Wednesday, 28 December 2011


Readers will know that this blog is the one place where you can actually get a monthly play by play of the Greek primary deficit, and when stuck for anything else to write (after my Basel III blogasm the other day) I will dig that out for some light entertainment.

By the looks of it, the Government has started to turn things around near the end of the year, after a disastrous start in which the primary deficit seemed completely out of control. Since June, the primary deficit has flatlined and since September it has stayed below 2010 levels. September and November were particularly good months. That said, three months do not a reverse snafu make and December could well be a different story, as indeed the whole of 2012.

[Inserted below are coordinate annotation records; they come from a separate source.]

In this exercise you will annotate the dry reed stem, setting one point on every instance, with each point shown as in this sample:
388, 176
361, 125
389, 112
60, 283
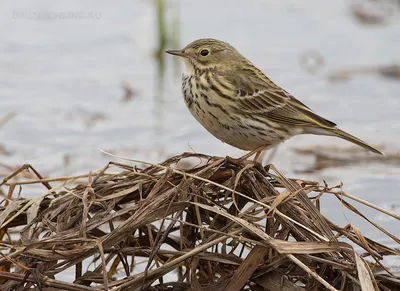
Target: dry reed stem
222, 225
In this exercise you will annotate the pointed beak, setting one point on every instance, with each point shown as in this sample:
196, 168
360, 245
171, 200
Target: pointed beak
178, 53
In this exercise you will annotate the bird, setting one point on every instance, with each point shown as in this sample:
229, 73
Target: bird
238, 104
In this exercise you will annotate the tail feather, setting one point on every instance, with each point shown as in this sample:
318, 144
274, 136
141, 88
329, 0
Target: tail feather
347, 136
344, 135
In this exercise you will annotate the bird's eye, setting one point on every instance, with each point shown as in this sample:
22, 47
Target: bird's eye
204, 53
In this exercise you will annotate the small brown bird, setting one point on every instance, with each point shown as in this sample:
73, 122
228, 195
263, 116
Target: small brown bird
241, 106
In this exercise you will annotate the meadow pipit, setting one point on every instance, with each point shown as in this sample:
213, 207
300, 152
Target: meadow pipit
241, 106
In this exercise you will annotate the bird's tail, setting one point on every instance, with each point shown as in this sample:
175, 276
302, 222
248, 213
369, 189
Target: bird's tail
347, 136
334, 131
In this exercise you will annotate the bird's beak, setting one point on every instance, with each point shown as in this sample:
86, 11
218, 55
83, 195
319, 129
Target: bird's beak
178, 53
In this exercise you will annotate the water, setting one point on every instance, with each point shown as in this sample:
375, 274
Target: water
63, 79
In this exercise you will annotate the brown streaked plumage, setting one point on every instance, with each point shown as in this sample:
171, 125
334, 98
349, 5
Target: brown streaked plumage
241, 106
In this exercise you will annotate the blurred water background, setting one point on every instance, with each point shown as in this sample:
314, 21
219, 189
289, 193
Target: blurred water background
83, 75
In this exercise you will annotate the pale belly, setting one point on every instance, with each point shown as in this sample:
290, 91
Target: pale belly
236, 130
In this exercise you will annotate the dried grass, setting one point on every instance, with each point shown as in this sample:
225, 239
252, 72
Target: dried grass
221, 225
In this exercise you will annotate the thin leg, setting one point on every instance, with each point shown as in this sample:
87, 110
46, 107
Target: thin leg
257, 156
255, 151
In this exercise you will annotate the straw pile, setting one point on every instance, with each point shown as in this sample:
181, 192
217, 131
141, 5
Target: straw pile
224, 224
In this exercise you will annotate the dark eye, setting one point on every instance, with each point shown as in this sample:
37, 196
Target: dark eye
204, 52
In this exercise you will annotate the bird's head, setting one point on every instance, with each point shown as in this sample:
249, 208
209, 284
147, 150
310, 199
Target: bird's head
209, 53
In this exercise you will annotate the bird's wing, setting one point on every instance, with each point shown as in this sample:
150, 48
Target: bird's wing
258, 95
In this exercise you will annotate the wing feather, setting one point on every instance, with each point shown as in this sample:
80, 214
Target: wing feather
258, 95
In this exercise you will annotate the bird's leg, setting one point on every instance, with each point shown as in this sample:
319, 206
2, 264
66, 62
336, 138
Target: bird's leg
256, 151
257, 156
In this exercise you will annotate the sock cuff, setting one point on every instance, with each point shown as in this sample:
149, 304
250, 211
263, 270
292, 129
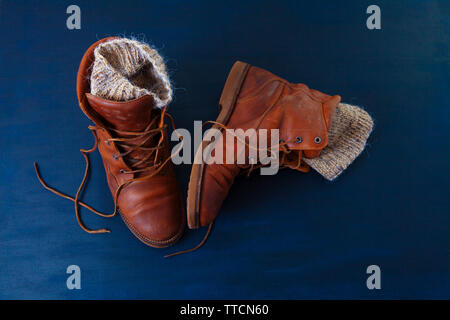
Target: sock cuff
126, 69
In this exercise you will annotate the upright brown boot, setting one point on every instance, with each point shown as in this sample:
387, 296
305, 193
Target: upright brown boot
122, 87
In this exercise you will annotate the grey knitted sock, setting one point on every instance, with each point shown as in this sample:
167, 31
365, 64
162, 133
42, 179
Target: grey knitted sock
126, 69
349, 130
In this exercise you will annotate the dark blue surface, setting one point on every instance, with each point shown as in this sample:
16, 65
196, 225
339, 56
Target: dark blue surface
287, 236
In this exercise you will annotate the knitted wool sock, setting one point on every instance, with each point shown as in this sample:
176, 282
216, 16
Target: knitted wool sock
126, 69
349, 130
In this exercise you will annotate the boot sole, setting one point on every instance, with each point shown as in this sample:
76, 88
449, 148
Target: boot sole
155, 243
227, 103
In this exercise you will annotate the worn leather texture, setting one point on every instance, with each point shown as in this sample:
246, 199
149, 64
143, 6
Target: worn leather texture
266, 101
151, 206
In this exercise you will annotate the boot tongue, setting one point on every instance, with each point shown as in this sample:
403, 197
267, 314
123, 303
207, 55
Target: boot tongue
133, 115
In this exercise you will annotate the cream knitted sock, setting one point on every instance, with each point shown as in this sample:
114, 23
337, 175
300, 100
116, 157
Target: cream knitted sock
349, 130
126, 69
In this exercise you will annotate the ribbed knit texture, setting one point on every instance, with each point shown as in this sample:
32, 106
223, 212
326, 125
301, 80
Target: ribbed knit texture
349, 130
126, 69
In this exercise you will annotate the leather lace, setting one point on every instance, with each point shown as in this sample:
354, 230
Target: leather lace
138, 164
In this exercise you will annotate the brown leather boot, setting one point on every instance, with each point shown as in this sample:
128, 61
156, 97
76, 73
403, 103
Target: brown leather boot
253, 98
132, 139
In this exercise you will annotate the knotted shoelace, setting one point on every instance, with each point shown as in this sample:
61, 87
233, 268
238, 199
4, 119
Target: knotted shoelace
137, 163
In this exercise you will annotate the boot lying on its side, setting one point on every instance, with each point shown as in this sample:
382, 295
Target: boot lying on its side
315, 130
122, 86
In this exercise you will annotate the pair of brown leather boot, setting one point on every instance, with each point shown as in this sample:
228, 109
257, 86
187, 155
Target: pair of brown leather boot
122, 86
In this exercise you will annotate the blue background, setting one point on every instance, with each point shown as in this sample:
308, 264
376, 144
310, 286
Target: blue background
288, 236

All of my usual caveats apply: a large proportion of savings are unsustainable, either because they are one-off tax revenues or because they are based on deep cuts to public investment. Sooner or later the potholes will need filling and the tax admin IT systems will need mercy-killing; and of course there's only so much you can tax when an increasing number of would-be taxpayers are under the poverty line.

Moreover, I'm still unable to explain why last year's deficit figures have been revised upwards by about 834m as of November. This revision accounts for about half of the gains that the government appears to have made against 2010 figures. Moving the goalposts is a time-honoured tradition but I don't expect it's fooling anyone anymore.

As for next year, much hinges on what kind of measures the government goes for. Remember, the order of preference should be:

Benefit cuts > Public consumption cuts > Direct Tax Hikes> Public Investment Cuts > Indirect Tax Hikes

I can't see how a government with no mandate (three non-mandates do not make a mandate) will manage to pull off further benefits cuts, or indeed how further taxes are going to be viable given their history of missing revenue targets. Public investment is down to virtually zero, so that's not an option. So next year is going to be the year the moist-eyed public consumption puppy really gets it.

For the more visual characters among you, the charts below show the evolution of the primary deficit during the past three years.

So to conclude, I don't know how long this is going to last, but let's cheer this latest batch of figures. Long-term, the solvency of the Greek sovereign is not in question in the same way as the half-life of a snowflake in hell is beyond dispute.

But lest we forget, PRIMARY SURPLUS = SOVEREIGNTY so the closer we get to it the better. Yay.